Musical Miscegenation

posted by on October 16 at 14:21 PM

My favorite music writer tears into my favorite music subject for an essay that will have blogs a bloggin’ for memes to come, no doubt. I can’t decide how I feel about the article, other than that I agree with it in logical/intellectual/critical/even musical principle even as I disagree with it emotionally in ways that have to do with my own musical awakening during the decade he despairs of. Which is to say I still love Pavement, I guess. I’m with him on Wilco, though!


At any rate, the shit is interesting, as Frere-Jones never isn’t.

RSS icon Comments

1

I was just talking about this article with a friend. It's a total backwards, waste of time. It's hard to believe that people take this guy seriously.

It's one thing to say "I don't like this music" but it's another to say "Why can't the music I don't like sound like music I do like?
Probably because of racism."

Also, the bit about the magical week when SFJ could rap has had me giggling all morning.

Posted by Eli | October 16, 2007 2:58 PM
2

Well, he certainly believes he's correct, doesn't he? I like Ui all right (although I had no idea they were a "funk band"), but what a pompous windbag that guy is!

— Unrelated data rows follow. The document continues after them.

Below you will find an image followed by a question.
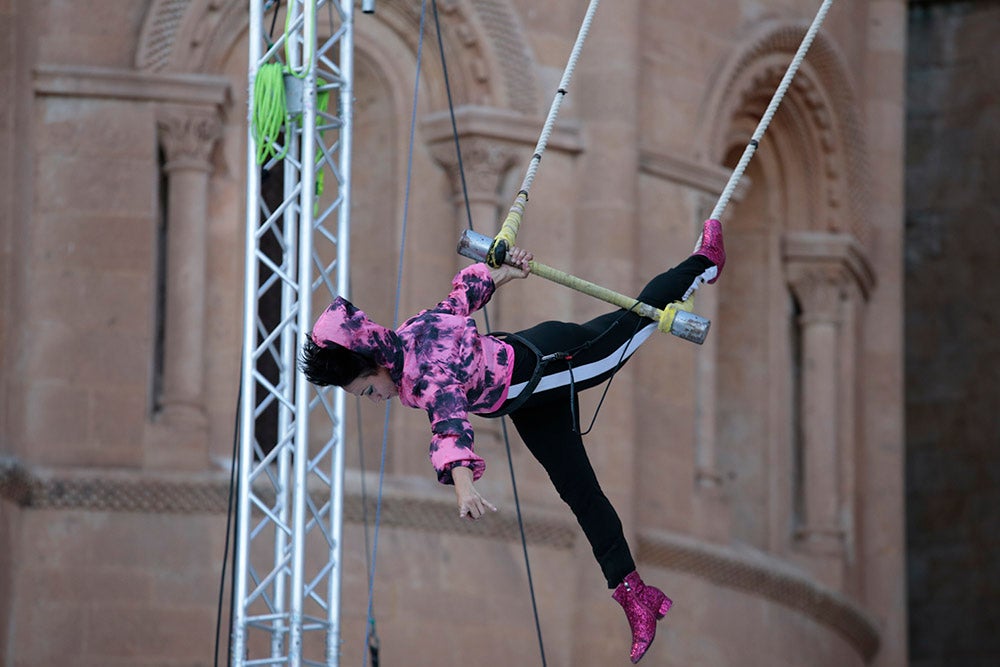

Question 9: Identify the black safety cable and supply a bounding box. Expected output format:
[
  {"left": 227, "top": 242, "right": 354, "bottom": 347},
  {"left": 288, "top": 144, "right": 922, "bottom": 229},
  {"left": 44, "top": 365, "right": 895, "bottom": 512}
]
[{"left": 431, "top": 0, "right": 547, "bottom": 667}]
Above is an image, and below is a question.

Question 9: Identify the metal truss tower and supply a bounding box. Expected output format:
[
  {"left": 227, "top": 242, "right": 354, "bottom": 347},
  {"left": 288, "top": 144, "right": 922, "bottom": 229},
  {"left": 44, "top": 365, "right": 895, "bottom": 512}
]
[{"left": 230, "top": 0, "right": 354, "bottom": 667}]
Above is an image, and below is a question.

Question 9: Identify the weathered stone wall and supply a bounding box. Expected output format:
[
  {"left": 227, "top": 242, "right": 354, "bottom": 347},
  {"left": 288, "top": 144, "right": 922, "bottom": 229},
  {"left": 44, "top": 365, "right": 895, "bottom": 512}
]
[
  {"left": 0, "top": 0, "right": 906, "bottom": 667},
  {"left": 906, "top": 2, "right": 1000, "bottom": 667}
]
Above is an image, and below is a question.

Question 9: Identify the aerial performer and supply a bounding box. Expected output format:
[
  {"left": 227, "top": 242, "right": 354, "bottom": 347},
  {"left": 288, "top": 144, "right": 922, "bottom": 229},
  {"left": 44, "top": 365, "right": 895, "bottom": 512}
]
[{"left": 299, "top": 219, "right": 726, "bottom": 663}]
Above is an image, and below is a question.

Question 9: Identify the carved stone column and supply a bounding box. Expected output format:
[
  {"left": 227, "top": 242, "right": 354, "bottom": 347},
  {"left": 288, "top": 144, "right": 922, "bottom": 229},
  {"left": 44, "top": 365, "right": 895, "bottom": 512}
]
[
  {"left": 783, "top": 232, "right": 872, "bottom": 555},
  {"left": 157, "top": 105, "right": 222, "bottom": 438},
  {"left": 789, "top": 263, "right": 847, "bottom": 552}
]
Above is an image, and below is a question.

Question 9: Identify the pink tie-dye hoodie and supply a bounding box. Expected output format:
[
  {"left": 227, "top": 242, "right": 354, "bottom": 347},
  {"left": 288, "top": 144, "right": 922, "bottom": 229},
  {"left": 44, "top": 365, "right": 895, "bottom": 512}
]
[{"left": 312, "top": 264, "right": 514, "bottom": 484}]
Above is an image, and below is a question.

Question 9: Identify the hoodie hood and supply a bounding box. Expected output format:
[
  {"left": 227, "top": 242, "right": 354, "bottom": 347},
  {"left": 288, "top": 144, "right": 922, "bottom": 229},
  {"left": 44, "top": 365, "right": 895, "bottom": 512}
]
[{"left": 309, "top": 296, "right": 403, "bottom": 385}]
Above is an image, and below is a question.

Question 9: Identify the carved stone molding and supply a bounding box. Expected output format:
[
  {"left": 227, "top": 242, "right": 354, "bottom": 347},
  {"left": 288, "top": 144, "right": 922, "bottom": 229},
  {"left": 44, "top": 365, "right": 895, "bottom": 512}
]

And what's up with the New Yorker's style? Album titles in quotes? The Clash referred to as "it"? What a mess.

Posted by Levislade | October 16, 2007 3:00 PM
3

first of all, hes totally wrong about wilco and YHF. lets just get that out of the way.

i wonder what prompted SFJ to write this story now. a lot of it has been said before. and the "trend" that he describes--segregation bt black and white music (i think--im not exactly sure what hes getting at) misses some major happenings in pop over the last few years: dance rock, like !!!, the rapture, LCD soundsystem, and neo soul, like justin timberlake, xtina, and amy winehouse. all of those are bands w a beat.

"But, in the past few years, I’ve spent too many evenings at indie concerts waiting in vain for vigor, for rhythm, for a musical effect that could justify all the preciousness."

theres sfj's problem: his expectations lead him astray. its like going to the 7-11 and expecting a good cup of coffee. hes looking in the wrong place. thats either really dumb or really manipulative.

he clearly hasnt listened to devendra banharts newest all the way through: theres a bald-faced jackson 5 riff, as well as a reggae track, as well as a bunch of bossa nova. banhart--ever the dilettante--is the wrong example to pick.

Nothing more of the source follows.